Great Women - The Irish Sisters of Charity

A Debt of Gratitude Owed to Our Great Women

Florence Nightingale wanted to learn her nursing craft from the best nurses in the world, the nuns at St Vincent’s Hospital Dublin. Dubliners have enjoyed world-class healthcare provided by the Sisters of Charity, a remarkable achievement by a group of women, yet Irish feminists excoriate these great women.

Nightingale’s famous mission to the Crimea was the result of a report about the dirty, dingy, rat-infested hospital conditions suffered by British troops. The Times war correspondent William Howard Russell, an Irishman, reported on the well-organised services of the French Catholic military nurses, Russell asked rhetorically: “Why have we no sisters of charity?”[1]

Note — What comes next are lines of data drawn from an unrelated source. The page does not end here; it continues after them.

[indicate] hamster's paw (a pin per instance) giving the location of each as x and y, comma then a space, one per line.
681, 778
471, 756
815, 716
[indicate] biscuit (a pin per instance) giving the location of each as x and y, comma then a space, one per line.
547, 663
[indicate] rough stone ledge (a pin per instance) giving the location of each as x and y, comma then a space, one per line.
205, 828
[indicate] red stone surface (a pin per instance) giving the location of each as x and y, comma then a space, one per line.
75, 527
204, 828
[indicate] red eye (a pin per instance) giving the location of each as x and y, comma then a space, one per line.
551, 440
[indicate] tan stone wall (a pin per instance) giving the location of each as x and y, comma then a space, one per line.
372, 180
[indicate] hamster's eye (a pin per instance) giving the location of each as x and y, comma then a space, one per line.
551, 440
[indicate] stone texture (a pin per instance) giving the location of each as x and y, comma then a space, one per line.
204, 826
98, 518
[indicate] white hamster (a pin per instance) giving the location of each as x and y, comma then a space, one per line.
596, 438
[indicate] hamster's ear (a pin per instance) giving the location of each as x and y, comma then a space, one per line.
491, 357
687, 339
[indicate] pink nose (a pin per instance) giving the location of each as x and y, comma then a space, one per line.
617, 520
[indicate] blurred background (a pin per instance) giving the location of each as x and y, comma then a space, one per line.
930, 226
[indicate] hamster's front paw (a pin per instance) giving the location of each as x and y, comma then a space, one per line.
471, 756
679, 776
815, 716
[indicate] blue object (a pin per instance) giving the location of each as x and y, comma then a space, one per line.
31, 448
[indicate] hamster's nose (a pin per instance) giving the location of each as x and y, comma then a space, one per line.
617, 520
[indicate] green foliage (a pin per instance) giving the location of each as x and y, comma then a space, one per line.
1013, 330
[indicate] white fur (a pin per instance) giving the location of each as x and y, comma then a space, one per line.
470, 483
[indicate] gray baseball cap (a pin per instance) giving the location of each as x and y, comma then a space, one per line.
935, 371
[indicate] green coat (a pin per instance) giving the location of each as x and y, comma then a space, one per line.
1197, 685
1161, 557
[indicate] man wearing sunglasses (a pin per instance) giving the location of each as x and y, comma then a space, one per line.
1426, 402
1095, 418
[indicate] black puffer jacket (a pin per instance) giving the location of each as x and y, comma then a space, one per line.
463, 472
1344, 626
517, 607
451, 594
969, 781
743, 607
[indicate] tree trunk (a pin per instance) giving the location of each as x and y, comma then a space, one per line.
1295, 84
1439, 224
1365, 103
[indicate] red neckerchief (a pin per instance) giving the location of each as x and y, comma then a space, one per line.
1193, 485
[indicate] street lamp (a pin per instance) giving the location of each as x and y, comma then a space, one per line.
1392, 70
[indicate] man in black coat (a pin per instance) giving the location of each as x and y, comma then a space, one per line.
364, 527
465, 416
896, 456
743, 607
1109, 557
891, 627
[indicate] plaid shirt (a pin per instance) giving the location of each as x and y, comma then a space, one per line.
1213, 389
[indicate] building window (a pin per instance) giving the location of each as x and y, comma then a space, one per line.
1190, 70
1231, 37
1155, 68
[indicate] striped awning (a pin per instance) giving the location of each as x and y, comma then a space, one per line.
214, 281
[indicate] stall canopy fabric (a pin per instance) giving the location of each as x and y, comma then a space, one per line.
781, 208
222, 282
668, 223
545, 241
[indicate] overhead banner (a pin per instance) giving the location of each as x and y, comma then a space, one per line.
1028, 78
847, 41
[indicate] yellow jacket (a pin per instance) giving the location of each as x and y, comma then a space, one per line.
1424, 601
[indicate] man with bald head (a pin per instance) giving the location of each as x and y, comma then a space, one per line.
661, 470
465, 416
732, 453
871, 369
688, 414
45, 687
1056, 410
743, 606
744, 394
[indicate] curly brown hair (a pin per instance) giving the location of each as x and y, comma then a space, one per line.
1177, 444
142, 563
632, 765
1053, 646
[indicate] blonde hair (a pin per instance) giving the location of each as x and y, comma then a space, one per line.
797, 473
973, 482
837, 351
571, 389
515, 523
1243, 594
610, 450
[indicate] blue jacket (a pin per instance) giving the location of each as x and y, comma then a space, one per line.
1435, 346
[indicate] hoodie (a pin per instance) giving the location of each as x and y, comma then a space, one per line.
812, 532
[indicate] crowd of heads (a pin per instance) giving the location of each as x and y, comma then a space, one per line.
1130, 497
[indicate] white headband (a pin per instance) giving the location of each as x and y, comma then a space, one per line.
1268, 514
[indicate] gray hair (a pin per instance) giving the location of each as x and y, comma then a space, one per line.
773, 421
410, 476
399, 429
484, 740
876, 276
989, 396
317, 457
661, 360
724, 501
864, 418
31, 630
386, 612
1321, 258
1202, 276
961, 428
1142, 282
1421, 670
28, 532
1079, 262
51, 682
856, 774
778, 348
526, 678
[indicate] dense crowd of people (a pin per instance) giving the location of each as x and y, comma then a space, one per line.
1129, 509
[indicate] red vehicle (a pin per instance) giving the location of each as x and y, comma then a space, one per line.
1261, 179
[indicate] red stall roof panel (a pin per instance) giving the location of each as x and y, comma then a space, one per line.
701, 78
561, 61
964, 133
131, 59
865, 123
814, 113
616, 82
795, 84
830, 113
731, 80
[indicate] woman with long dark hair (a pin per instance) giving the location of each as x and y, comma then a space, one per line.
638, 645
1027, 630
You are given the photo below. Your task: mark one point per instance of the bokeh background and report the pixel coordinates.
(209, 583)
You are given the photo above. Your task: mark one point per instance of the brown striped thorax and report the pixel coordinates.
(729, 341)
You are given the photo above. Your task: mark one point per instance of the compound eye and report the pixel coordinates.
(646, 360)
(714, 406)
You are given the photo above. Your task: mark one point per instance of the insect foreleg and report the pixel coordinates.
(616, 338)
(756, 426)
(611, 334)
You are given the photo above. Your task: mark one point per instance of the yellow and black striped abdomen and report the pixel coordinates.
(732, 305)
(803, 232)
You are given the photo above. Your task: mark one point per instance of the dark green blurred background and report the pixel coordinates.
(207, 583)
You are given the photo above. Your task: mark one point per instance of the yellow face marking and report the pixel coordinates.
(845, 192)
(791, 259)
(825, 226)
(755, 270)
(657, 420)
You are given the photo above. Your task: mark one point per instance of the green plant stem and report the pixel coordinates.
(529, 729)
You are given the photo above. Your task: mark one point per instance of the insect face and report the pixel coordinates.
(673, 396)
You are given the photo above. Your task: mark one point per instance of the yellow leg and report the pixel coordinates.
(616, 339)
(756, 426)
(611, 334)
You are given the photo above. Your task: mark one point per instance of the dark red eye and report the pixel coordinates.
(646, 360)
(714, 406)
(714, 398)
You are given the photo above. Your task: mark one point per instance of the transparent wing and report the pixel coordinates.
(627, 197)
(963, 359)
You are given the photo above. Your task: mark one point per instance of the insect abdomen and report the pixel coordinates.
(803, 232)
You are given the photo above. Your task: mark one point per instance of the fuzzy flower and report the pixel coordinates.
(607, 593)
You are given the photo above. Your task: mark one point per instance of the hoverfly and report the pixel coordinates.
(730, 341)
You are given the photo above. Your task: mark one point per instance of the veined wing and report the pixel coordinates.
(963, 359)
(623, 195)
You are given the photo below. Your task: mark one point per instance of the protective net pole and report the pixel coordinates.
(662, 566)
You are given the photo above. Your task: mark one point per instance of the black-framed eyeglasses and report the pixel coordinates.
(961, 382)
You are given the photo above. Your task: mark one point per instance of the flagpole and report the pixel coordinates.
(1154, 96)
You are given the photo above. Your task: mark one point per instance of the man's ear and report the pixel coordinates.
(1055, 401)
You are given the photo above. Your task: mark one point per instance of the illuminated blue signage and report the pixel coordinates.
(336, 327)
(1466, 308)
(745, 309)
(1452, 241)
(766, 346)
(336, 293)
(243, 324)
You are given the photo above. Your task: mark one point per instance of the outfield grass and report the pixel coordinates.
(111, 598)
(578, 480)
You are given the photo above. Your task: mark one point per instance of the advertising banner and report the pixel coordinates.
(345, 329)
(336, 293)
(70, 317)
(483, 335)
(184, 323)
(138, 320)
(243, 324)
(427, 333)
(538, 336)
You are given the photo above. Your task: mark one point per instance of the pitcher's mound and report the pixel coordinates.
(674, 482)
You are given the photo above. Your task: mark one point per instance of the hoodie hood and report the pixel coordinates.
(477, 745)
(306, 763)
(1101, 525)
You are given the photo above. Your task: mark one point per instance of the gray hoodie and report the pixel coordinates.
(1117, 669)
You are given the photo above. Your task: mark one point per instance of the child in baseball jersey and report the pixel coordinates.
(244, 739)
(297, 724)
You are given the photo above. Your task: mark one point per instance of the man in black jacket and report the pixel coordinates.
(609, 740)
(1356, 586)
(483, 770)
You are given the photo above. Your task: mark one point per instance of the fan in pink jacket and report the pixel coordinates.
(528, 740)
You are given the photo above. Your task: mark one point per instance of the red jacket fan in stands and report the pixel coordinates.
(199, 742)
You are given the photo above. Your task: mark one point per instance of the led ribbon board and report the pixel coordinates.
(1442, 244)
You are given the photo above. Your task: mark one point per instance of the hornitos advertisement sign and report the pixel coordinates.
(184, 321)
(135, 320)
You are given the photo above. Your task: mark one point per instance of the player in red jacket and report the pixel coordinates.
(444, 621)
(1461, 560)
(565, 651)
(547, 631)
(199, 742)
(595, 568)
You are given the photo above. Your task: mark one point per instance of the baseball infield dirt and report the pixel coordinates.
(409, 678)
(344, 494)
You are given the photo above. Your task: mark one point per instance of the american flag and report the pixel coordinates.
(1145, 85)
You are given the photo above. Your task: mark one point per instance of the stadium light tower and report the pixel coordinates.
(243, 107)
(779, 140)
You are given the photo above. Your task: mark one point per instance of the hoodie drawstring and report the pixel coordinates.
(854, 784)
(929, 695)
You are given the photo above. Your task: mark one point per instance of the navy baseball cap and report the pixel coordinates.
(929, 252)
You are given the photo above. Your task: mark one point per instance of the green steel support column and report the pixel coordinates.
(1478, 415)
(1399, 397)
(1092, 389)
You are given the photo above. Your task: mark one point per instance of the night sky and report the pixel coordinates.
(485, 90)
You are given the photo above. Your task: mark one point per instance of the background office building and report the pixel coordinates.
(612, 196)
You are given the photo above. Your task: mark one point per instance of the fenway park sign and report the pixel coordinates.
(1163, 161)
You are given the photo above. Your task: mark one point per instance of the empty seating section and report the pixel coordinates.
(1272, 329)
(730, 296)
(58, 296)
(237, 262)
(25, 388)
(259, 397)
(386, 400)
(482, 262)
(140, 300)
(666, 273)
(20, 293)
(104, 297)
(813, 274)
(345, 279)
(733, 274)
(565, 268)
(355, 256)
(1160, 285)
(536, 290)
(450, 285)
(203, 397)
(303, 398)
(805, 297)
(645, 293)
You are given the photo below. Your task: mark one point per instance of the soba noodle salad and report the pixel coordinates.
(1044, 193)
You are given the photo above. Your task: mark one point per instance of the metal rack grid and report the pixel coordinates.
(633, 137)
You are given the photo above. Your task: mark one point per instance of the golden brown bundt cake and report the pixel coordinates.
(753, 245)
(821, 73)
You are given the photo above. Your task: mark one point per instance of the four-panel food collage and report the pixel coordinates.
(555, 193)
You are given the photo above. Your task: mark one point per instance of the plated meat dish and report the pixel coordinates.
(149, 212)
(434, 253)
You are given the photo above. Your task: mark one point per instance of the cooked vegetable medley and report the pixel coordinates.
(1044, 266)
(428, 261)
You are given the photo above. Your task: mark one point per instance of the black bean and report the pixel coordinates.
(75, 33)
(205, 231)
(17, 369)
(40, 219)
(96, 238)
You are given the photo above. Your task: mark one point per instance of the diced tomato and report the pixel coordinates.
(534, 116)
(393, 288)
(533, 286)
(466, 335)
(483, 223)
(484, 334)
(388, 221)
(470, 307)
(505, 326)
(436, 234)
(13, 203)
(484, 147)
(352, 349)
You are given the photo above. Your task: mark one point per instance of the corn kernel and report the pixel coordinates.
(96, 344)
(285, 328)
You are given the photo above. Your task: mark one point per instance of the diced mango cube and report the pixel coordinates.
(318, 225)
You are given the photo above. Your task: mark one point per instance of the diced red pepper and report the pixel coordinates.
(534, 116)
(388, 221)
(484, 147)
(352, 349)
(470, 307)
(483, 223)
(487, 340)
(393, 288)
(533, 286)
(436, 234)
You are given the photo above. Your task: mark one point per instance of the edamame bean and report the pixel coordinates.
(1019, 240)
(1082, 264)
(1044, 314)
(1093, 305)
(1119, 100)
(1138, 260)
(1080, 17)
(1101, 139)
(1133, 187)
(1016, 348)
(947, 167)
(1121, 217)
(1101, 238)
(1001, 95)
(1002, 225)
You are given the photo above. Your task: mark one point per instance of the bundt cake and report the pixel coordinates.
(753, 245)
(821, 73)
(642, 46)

The British are boastful in falsely claiming that Florence Nightingale invented the craft of modern nursing. She certainly revolutionised nursing in Britain and contributed to advancements in the field, but the British theft of history has obscured the real history and excluded those who might expose the braggarts of stolen history.

Anti Irish Bridget McBrusiser
A classic of the genre of anti-Irish prejudice.

Florence Nightingale applied to work with the Irish Sisters of Charity twice, first in 1844 and again in 1852 when she visited Dublin only to find the hospital closed for renovations. The hospital was located on St Stephen’s Green at the former home of the Earl of Meath. It was purchased in 1834 on behalf of the Sisters of Charity, and they turned it into St Vincent’s Hospital. Later, adjacent properties were also purchased to expand the hospital.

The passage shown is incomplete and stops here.